Another public health professor said throughout the pandemic, people have learned how to read trends in wastewater data and COVID case counts to help them make decisions.
“I think people get very good at looking at dashboards and learning and understanding how to follow data like we follow the weather,” University of Minnesota professor Rebecca Wurtz said.
“People are very accustomed to following the weather, and I think people became much more accustomed to following data about disease and allowing it to inform their decisions. Surveillance is the foundation of public health.”
Rick Cammidge, a father of four in St. Albert, Alta., said he and his family have been frequently consulting Alberta’s COVID-19 dashboard and University of Calgary’s Centre for Health Informatics (CHI) website for wastewater data for the past few years. Lately, it’s been used as part of their planning to reintroduce more pre-pandemic activities.
Cammidge, who owns an insurance brokerage, is very familiar with risk management and reading data, and his wife has a background in health care. He said the change in COVID reporting reduces his family’s ability to assess their own risk.
“I deal with risk every day,” he said. “(The government has) really eliminated our ability to actually assess risk and determine whether we should be taking the risk or not.”
Early in the pandemic, the Cammidges quickly pivoted to wearing masks and other measures in order to prevent exposure to a novel virus that has since been found to increase risk of heart disease, kidney failure and type 1 diabetes in kids.
With another school year on the near horizon, Cammidge’s wife said the lack of COVID reporting is preventing her from being able to assess the risk in the community before sending their kids back to school.
For the past three years, Albertans have been able to visit the CHI website for COVID wastewater data for towns and cities province-wide.
On Monday, it posted a notice that as of July 31, that role was being transitioned to Alberta Health and Alberta Precision Laboratories (APL).
Influenza and RSV in wastewater will continue to be monitored by the Pan-Alberta Wastewater Monitoring Team that includes members from the U of C and University of Alberta.
“We are proud to have provided this public health service to the citizens of Alberta for the last three years, in partnership with the University of Alberta, Alberta Health Services, (Alberta Health), APL and municipalities across the province,” the U of C said in a statement.
The province said the next tranche of COVID wastewater data will be released in two weeks’ time and will be released monthly until something changes, a marked departure from the previous issuance of multiple times per week.
Alberta Health officials will continue to monitor all COVID-related data internally.
Austin said COVID has fallen off the radar for some of the parents she’s spoken to as part of her advocacy efforts, while other parents have expressed concerns about the dropping of nearly all public health measures inside and outside of medical settings.
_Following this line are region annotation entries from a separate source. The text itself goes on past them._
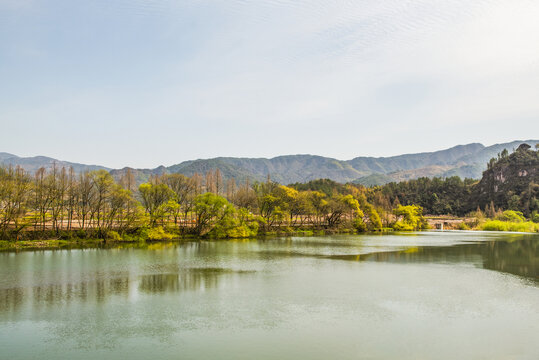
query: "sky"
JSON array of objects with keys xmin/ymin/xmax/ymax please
[{"xmin": 0, "ymin": 0, "xmax": 539, "ymax": 168}]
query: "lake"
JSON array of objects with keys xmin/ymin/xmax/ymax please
[{"xmin": 0, "ymin": 231, "xmax": 539, "ymax": 360}]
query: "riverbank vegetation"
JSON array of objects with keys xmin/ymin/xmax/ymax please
[
  {"xmin": 0, "ymin": 166, "xmax": 426, "ymax": 241},
  {"xmin": 0, "ymin": 144, "xmax": 539, "ymax": 241}
]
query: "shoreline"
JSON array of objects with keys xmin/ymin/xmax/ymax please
[{"xmin": 0, "ymin": 229, "xmax": 538, "ymax": 252}]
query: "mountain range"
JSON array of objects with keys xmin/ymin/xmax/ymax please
[{"xmin": 0, "ymin": 140, "xmax": 539, "ymax": 186}]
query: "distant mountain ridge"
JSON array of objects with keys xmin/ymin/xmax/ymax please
[{"xmin": 0, "ymin": 140, "xmax": 539, "ymax": 186}]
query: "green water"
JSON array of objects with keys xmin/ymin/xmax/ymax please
[{"xmin": 0, "ymin": 232, "xmax": 539, "ymax": 359}]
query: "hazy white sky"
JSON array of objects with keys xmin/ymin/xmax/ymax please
[{"xmin": 0, "ymin": 0, "xmax": 539, "ymax": 167}]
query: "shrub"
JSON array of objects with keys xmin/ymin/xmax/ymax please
[
  {"xmin": 499, "ymin": 210, "xmax": 526, "ymax": 222},
  {"xmin": 105, "ymin": 230, "xmax": 122, "ymax": 241}
]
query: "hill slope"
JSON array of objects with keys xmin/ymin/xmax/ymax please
[{"xmin": 0, "ymin": 140, "xmax": 539, "ymax": 186}]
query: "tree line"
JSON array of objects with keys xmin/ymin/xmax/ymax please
[{"xmin": 0, "ymin": 166, "xmax": 430, "ymax": 239}]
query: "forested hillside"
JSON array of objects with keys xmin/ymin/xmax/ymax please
[{"xmin": 0, "ymin": 140, "xmax": 539, "ymax": 186}]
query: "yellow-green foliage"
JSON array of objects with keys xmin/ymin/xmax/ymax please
[
  {"xmin": 481, "ymin": 220, "xmax": 539, "ymax": 232},
  {"xmin": 393, "ymin": 205, "xmax": 428, "ymax": 231},
  {"xmin": 106, "ymin": 230, "xmax": 122, "ymax": 241},
  {"xmin": 481, "ymin": 220, "xmax": 539, "ymax": 232},
  {"xmin": 148, "ymin": 226, "xmax": 174, "ymax": 240},
  {"xmin": 459, "ymin": 222, "xmax": 470, "ymax": 230},
  {"xmin": 393, "ymin": 220, "xmax": 416, "ymax": 231},
  {"xmin": 353, "ymin": 218, "xmax": 368, "ymax": 232},
  {"xmin": 498, "ymin": 210, "xmax": 526, "ymax": 223}
]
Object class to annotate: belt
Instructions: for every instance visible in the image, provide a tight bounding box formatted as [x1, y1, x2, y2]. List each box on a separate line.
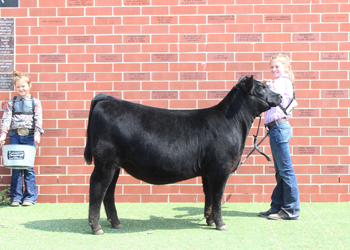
[12, 128, 34, 136]
[266, 118, 288, 128]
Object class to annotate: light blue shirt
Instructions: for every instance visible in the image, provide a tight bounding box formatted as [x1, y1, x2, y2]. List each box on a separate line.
[265, 75, 293, 124]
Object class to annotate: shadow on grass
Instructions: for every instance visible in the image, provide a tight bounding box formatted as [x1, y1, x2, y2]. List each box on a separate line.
[23, 207, 256, 234]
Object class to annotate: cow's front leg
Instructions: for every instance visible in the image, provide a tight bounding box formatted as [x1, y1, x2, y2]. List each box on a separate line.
[89, 164, 116, 235]
[103, 166, 123, 229]
[202, 176, 215, 226]
[209, 177, 228, 230]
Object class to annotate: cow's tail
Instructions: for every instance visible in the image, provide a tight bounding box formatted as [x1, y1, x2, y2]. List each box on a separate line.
[84, 94, 107, 165]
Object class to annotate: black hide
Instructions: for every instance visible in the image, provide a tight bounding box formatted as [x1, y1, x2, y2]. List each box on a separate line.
[84, 74, 281, 234]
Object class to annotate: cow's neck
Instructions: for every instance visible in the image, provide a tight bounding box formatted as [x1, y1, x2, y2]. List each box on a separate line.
[218, 87, 257, 135]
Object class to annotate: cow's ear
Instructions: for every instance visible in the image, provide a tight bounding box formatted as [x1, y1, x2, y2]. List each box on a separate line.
[242, 76, 254, 94]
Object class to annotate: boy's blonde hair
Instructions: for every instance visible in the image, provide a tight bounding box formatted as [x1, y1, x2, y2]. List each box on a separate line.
[270, 54, 295, 84]
[12, 71, 30, 86]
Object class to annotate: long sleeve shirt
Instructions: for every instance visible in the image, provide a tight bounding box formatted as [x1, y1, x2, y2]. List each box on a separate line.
[265, 75, 293, 124]
[0, 96, 44, 139]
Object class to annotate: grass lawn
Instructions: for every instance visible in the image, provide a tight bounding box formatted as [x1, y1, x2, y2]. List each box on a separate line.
[0, 203, 350, 250]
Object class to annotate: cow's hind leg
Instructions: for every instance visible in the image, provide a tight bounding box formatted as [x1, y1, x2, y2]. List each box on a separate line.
[89, 160, 118, 235]
[202, 176, 215, 226]
[209, 176, 228, 230]
[103, 168, 123, 229]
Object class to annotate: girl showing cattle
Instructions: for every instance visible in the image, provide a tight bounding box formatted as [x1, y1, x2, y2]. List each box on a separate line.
[259, 54, 300, 220]
[0, 71, 44, 207]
“I think part of the disconnect I’m hearing between parents who have no concerns and parents who are gravely concerned is the lack of evidence-based information that’s being made available by public health authorities,” she said.
Colijn said data on what the disease is doing in the community is necessary for a public conversation on how to best handle COVID to everyone’s benefit.
“I think to have that public conversation, we need data. And, you know, we don’t necessarily need the daily data or weekly data, but I think we need data on what’s happening not just in hospitals or in certain key populations, but we need data about what’s happening in the community, how many people have COVID, how many people have long COVID,” the research chair said.
“I think we need to be monitoring that. I think we need to be thinking about it as a society — what we’re going to do.”